Synthesis of Next Generation Bulk Transcriptomic Sequencing - A data augmentation tool for transcriptomics data using deep generative models

These details have not been verified by PyPI

Project links

Project description

SyNG-BTS: Synthesis of Next Generation Bulk Transcriptomic Sequencing

SyNG-BTS is a Python package for data augmentation of bulk transcriptomic sequencing data using deep generative models. It synthesizes realistic transcriptomic data without relying on predefined formulas, enabling researchers to augment small pilot datasets for more robust machine learning analyses. SyNG-BTS supports three generative model families: variational autoencoders (VAE), generative adversarial networks (GAN), and flow-based models.
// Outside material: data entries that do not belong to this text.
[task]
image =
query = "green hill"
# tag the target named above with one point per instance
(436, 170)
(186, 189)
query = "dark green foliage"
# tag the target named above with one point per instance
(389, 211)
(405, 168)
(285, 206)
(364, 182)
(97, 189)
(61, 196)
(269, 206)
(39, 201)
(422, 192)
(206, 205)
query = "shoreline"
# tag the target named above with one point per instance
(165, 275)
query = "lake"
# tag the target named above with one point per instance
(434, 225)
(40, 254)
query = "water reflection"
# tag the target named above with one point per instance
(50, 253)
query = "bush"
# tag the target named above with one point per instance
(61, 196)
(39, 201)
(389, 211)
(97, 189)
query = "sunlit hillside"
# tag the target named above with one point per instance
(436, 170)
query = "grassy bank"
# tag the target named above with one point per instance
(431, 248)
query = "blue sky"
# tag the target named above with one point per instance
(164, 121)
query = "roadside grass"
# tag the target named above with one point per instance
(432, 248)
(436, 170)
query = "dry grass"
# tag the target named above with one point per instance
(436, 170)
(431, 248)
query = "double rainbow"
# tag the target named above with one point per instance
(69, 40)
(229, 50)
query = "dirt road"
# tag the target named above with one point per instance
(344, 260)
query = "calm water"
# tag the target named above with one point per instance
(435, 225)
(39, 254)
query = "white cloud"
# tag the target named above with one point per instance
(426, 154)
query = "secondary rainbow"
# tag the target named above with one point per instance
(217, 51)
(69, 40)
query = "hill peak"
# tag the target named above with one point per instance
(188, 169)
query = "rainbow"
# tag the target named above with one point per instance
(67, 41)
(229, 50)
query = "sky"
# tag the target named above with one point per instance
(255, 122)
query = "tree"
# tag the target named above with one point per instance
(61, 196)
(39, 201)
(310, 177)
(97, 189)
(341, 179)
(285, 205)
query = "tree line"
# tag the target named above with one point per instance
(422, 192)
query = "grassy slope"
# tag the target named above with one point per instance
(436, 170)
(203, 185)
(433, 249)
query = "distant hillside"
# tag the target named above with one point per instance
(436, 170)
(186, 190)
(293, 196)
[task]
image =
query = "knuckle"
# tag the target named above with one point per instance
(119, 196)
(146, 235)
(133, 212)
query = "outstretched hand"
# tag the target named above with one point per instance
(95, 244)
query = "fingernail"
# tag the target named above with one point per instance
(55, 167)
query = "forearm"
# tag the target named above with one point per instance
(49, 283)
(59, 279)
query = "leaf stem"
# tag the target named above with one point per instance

These models are trained on a pilot dataset and can synthesize additional samples at any desired scale.

SyNG-BTS Workflow

Features

Multiple Generative Models: VAE, CVAE, GAN, WGANGP, and flow-based models (MAF)
Unified API: Run pilot experiments, generate synthetic data, and perform transfer learning
DataFrame-First API: Accept pandas DataFrames, CSV file paths, or bundled dataset names
Rich Result Objects: SyngResult / PilotResult with built-in plotting and export
In-Memory Pipeline: No disk I/O by default — results stay in memory until you choose to save
Built-in Evaluation: Heatmap and UMAP visualization functions
Sample-Size Evaluation: Integrated SyntheSize methodology for classifier learning curves
Bundled Datasets: Example TCGA datasets included for immediate experimentation

Installation

From PyPI (Recommended)

pip install --index-url https://test.pypi.org/simple/ --extra-index-url https://pypi.org/simple/ syng-bts

TODO: Update to main PyPI installation upon release.

From Source

git clone https://github.com/Omics-Data-Synthesis/SyNG-BTS
cd SyNG-BTS
pip install -e .

Optional Dependencies

For documentation building:

pip install syng-bts[docs]

For development (testing, linting):

pip install syng-bts[dev]

Quick Start

Generate Synthetic Data

from syng_bts import generate

# Train a VAE on bundled data and generate 500 synthetic samples
result = generate(
    data="SKCMPositive_4",   # bundled dataset name, CSV path, or DataFrame
    model="VAE1-10",         # model specification (type + kl_weight)
    new_size=500,            # number of synthetic samples
    batch_frac=0.1,          # batch fraction
    learning_rate=0.0005,    # learning rate
)

# Grouped-size controls
# - int: exact total sample count (grouped data is split by input ratio)
# - list[int]: explicit grouped counts [n_group_0, n_group_1]
#   where group_0 is the first group value encountered in input data.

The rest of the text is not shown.